Now, as I listen, trying to peer through this blockage, I wonder if you are alone. There’s your husband, of course, but he doesn’t count. Two daughters. Neither do they. For the purpose of this madness only somebody else counts. (Especially if female.) You told me I was the first woman you had been with. Is there another now?
   Have I created a monster?

i have been asked to keep secrets
The cathedral’s literature (I went and took one of their tourist leaflets; lit a lampion for the hell of it) gives no clue as to how, or with what, the passageway was sealed.

i know you understand
See above under Burroughs, William.

you, after all, are one of my secrets
One of your… excuse me? I thought this was an exclusive engagement! Now I’m no longer your secret, I’m one of your secrets? Um, are your secrets a clique now? A category? A women’s collective? All on the same level… Maybe your secrets should all be more civil about this.
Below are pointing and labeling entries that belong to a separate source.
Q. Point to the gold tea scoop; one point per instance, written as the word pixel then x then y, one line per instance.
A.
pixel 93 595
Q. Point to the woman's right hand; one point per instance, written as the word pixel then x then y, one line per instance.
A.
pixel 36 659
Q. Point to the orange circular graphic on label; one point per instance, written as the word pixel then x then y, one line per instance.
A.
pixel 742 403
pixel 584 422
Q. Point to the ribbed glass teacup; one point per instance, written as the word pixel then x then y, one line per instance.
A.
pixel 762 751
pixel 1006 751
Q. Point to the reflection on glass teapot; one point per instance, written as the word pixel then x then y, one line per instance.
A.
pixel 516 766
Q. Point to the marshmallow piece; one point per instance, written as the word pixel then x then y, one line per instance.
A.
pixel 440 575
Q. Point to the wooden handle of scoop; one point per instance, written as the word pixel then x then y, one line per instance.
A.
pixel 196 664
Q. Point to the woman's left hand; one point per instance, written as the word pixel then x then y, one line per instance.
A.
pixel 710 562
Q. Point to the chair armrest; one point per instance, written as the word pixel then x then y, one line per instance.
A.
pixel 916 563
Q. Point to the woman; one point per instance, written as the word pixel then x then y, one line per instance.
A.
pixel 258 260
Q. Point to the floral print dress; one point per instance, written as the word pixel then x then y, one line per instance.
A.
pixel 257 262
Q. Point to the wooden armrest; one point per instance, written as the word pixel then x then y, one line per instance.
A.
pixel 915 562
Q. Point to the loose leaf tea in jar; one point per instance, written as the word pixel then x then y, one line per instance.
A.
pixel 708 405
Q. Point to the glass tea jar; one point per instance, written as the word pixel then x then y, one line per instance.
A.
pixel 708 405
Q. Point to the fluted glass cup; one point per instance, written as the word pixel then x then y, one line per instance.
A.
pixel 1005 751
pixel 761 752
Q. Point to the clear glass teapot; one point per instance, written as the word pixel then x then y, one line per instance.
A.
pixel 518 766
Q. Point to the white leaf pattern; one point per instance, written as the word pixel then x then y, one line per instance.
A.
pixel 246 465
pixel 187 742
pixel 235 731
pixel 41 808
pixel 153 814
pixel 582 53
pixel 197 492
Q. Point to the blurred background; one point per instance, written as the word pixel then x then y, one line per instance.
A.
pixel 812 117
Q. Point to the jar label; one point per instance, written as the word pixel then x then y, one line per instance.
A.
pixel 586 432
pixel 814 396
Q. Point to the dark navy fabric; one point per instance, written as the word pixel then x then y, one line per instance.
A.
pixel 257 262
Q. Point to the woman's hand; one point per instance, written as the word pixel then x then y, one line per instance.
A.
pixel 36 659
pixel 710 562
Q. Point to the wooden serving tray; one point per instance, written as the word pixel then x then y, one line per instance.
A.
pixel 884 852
Maybe they should get used to one another. Your secrets are “all in this together”… no rank, no priority, no hierarchy of closeness… it’s a sorority, a full democracy of secrets!… The one exact thing that love isn’t.

as you know yourself
Oh, I do. One of us had to end it. The question is: who began it, Janet? Another reference that dates me and, by omission, you. We have all the particulars. The year (2002). The season (summer). The place (Kingston). The course (Religious Imagery in Popular Culture and Contemporary Women’s Fiction), and you in semi-attendance to steal time — admit it, finally, you’re a dabbler, a summer slummer — away from your aphasic husband and colicky twins. When you went back to Winnipeg in the fall, I assumed it was over, but the thing wouldn’t die. Since then I’ve propped everything on your annual holiday here in the Thousand Islands.